Roma, 12 ago – L’economia italiana è ancora in affanno. A dirlo sono i dati forniti dall’Istat ma non solo. Andiamo con ordine. Cominciamo riportando i dati dell’ultima nota dell’Istat sul commercio con l’estero: “A giugno 2016 le esportazioni registrano un lieve calo congiunturale (-0,4%) mentre le importazioni risultano stazionarie”. Lo stesso rapporto ci dice che: “La lieve flessione congiunturale dell’export è la sintesi di un calo delle vendite verso i mercati Ue (-0,9%) e di un aumento di quelle verso i paesi extra Ue (+0,3%). I beni di consumo (-1,3%) e i beni intermedi (-1,2%) sono in diminuzione, mentre i prodotti energetici (+4,7%) e i beni strumentali (+0,8%) risultano in crescita”. Se questo dato non basta, sempre nella giornata di ieri l’Istat ha stilato il suo rapporto sull’indice dei prezzi al consumo per il mese di luglio 2016. Anche in questa nota sono pochi i dati incoraggianti: “Nel mese di luglio 2016, l’indice nazionale dei prezzi al consumo per l’intera collettività (NIC), al lordo dei tabacchi, registra un aumento dello 0,2% su base mensile e una diminuzione dello 0,1% su base annua (era -0,4% a giugno), così come risultava dalla stima preliminare”. Certo, il dato dell’inflazione acquisita per il 2016 che è pari a -0,1% (era -0,2% a giugno). Ma, è una magra consolazione. Visto che come rileva lo stesso Istituto Nazionale di Statistica: “L’aumento dell’indice generale dei prezzi al consumo rispetto a giugno è dovuto principalmente a fattori stagionali che determinano la crescita congiunturale dei prezzi dei Servizi relativi ai trasporti (+2,5%) e dei Servizi ricreativi, culturali e per la cura della persona (+0,7%)”. Insomma, quando andiamo in ferie ci togliamo qualche soddisfazione in più.
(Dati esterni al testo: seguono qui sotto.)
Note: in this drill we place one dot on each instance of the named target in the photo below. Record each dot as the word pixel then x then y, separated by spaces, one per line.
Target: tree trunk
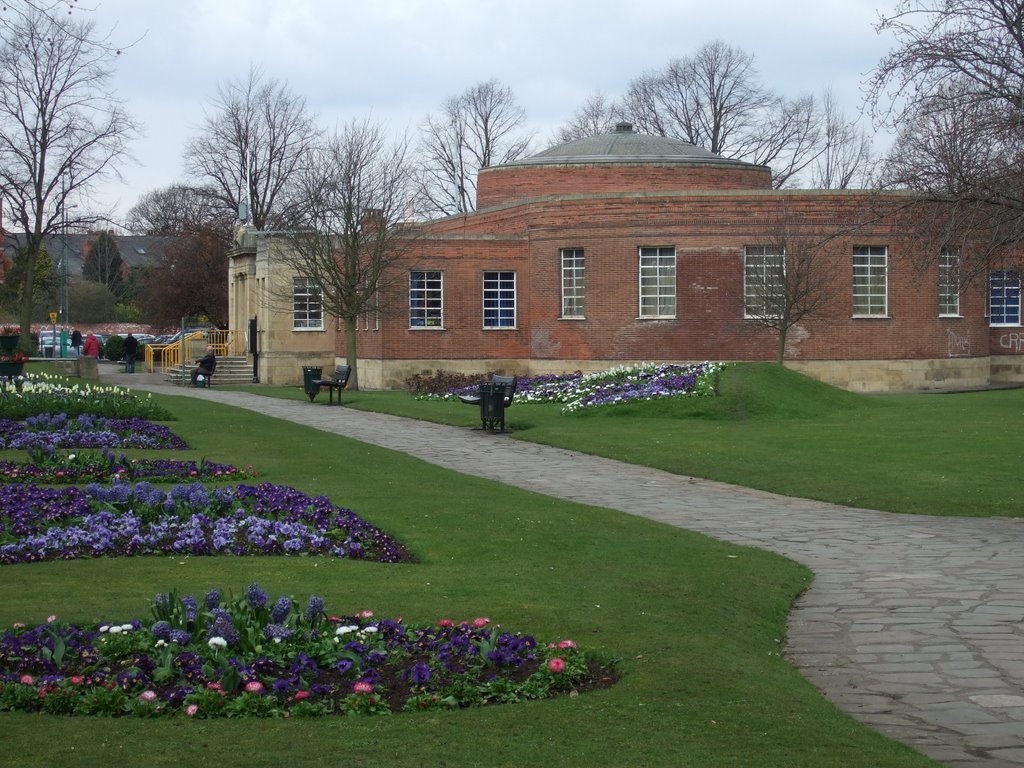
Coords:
pixel 350 336
pixel 780 352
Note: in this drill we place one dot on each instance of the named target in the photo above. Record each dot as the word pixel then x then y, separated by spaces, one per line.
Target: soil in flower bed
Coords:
pixel 123 519
pixel 248 656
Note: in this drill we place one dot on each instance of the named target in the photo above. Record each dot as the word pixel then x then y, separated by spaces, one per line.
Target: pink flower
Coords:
pixel 556 665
I dati di ieri, però non giungono come un fulmine a ciel sereno. Il sei agosto su questo sito veniva riportato il calo della produzione industriale (-0,4%) rispetto a maggio. Purtroppo, però, i mali dell’economia italiana non sono solo rappresentati dai decimali dell’Istat. Infatti, i due fardelli più pesanti per le nostre imprese sono rappresentati dal fisco, e dal credit crunch. Cominciamo dalle tasse. Crescono le entrate tributarie erariali nel periodo gennaio-giugno 2016. Nei primi sei mesi ammontano a 203,5 miliardi di euro, in aumento del 4,3% (+ 8,4 miliardi) rispetto allo stesso periodo del 2015. Forniamo solo qualche dato. Secondo le rilevazioni del ministero dell’Economia, il gettito derivante dalle imposte dirette sale a 111,7 miliardi, con un incremento del 4,6%. In crescita anche l’incasso legato alle imposte indirette, che arriva a 91,8 miliardi (+3,9%), con l’Iva che raggiunge i 53,7 miliardi. Rispetto allo stesso periodo dello scorso anno si registra un incremento di 4,2 miliardi (+8,5%).
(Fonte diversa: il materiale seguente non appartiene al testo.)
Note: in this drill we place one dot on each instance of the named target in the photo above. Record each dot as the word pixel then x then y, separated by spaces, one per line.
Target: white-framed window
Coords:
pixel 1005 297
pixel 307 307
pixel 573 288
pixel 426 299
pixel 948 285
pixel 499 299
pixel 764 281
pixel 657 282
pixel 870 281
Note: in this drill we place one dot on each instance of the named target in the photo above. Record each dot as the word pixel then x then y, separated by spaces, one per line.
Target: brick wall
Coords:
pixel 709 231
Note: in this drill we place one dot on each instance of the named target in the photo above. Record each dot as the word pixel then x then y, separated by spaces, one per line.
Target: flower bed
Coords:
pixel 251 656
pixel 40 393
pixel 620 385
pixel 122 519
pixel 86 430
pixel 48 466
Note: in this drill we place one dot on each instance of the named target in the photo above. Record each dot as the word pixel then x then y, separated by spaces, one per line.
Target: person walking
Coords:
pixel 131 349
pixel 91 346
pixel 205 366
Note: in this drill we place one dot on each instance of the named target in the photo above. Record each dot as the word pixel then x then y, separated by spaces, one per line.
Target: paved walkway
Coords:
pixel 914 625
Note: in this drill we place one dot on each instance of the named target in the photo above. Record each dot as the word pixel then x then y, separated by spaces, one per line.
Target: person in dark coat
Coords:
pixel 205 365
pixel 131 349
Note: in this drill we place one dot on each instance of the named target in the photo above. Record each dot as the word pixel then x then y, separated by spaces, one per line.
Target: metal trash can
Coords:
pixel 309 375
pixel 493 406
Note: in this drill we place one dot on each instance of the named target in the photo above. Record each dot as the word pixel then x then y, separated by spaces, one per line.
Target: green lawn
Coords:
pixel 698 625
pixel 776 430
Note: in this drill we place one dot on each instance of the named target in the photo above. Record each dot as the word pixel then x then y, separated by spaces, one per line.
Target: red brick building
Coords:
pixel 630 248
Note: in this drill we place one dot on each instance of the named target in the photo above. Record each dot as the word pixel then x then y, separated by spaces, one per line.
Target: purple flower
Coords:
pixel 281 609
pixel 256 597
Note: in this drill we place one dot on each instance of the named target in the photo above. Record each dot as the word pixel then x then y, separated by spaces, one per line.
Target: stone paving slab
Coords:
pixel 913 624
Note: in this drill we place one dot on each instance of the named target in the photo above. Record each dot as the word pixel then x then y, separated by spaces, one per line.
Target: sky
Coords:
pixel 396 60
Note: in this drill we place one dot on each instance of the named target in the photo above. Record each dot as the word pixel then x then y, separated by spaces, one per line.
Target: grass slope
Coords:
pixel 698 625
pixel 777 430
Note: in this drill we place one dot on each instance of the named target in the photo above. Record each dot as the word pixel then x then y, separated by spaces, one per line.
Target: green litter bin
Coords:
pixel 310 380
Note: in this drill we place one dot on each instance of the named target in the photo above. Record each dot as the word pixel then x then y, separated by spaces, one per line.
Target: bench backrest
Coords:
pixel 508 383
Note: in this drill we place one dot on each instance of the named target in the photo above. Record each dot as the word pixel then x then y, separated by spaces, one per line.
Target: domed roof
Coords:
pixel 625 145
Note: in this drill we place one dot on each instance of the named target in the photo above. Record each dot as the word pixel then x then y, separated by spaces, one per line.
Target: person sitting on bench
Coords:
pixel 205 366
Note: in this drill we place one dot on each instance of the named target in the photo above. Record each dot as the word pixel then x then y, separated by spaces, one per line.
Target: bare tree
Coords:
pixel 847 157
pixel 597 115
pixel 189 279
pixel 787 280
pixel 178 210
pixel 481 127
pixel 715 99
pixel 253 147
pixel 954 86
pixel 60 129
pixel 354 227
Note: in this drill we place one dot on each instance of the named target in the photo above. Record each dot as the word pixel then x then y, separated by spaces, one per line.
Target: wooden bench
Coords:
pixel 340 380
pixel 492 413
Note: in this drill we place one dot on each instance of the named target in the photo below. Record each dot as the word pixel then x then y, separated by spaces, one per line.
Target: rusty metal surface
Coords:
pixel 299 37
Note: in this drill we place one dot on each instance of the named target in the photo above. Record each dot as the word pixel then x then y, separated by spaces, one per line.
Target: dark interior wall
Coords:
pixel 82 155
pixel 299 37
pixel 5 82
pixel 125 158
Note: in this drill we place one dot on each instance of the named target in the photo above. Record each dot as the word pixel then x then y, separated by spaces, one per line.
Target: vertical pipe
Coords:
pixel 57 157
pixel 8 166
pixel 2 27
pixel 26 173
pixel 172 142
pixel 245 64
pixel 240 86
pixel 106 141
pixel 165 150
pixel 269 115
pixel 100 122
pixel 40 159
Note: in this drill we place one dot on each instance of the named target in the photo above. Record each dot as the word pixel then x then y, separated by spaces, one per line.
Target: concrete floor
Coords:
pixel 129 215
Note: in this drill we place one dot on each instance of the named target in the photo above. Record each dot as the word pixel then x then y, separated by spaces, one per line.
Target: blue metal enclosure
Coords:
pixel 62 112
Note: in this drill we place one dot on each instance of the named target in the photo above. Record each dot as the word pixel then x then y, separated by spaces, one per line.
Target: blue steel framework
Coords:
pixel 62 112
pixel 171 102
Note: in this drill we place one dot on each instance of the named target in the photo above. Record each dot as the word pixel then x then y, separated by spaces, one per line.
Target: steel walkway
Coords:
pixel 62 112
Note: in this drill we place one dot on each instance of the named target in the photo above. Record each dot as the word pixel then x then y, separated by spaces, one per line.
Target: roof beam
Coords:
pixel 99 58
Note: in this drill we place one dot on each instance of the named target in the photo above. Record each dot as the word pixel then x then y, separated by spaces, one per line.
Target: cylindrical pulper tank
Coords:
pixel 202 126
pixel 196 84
E dulcis in fundo, c’è il problema della stretta creditizia. La Cgia di Mestre stima che nell’ultimo anno (maggio 2016 sullo stesso mese del 2015) gli impieghi bancari alle imprese sono diminuiti di 13,8 miliardi di euro. Inoltre, gli artigiani di Mestre sottolineano che se prendiamo come riferimento il 2011 il calo degli impieghi bancari è pari a centodiciassette miliardi di euro. Questa situazione rischia di alimentare l’usura: uno dei fenomeni più destabilizzanti del nostro tessuto produttivo dal punto di vista economico e sociale. Secondo il coordinatore dell’Ufficio studi della CGIA Paolo Zabeo: “Oltre agli effetti della crisi economica e al calo della domanda di credito questa forte riduzione degli impieghi è stata dovuta anche al deciso aumento delle sofferenze bancarie che a giugno di quest’anno hanno sfiorato i 198 miliardi di euro lordi”.
Detto ciò è fin troppo scontato dire che l’Italia riparte ingranando la retromarcia.